When the echo of the last shot dies down, we have to understand that we have a lot of work ahead of us. It’s not just Ukraine’s recovery, it’s building systems and institutions that will protect us from another invasion by Russia in the future. Because if we don’t finish the job now, it is quite likely that in another decade or two our children will have to fight a war against the invader again. This vicious cycle will continue until we break out onto a new level.
Do you have friends, acquaintances, family who are fighting now, or are in the territorial defense units?
Many. I have acquaintances that will not return. This is very hurtful. Every time I hear “Heroes don’t die!” — it hurts. Families are left behind that will always feel this loss. Every life claimed by the war is utterly valuable. Our heroes — they should live. It is important to save as many lives as possible.
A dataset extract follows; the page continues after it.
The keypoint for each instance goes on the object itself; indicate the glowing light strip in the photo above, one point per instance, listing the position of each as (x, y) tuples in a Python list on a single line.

These brave people are our future.
As far as the future is concerned. We all talk of victory — we simply do not contemplate other possibilities. Do you have plans for what you will do afterwards?
In our team of volunteers, we have agreed: the moment we hear of victory – we will go to the Carpathians, climb some summit, and definitely bring our honey cakes. I had the idea to invite friends who supported us in this work. Additionally, I simply want to rest, spend time with my kids, and show them — we have defended our world.
This is a historic, watershed moment, a phenomenon. Everybody’s talking about Ukraine, there’s a brand we have to support. If we are the symbol of freedom in the world, then we must broadcast our values to the world. If we are the symbol of struggle – we must struggle for truth, show transparency, get rid of the “post-Soviet,” and be the sort of Ukraine that is attractive for tourists, for businesses, for young people who will want to come here to experience the spirit of Ukraine.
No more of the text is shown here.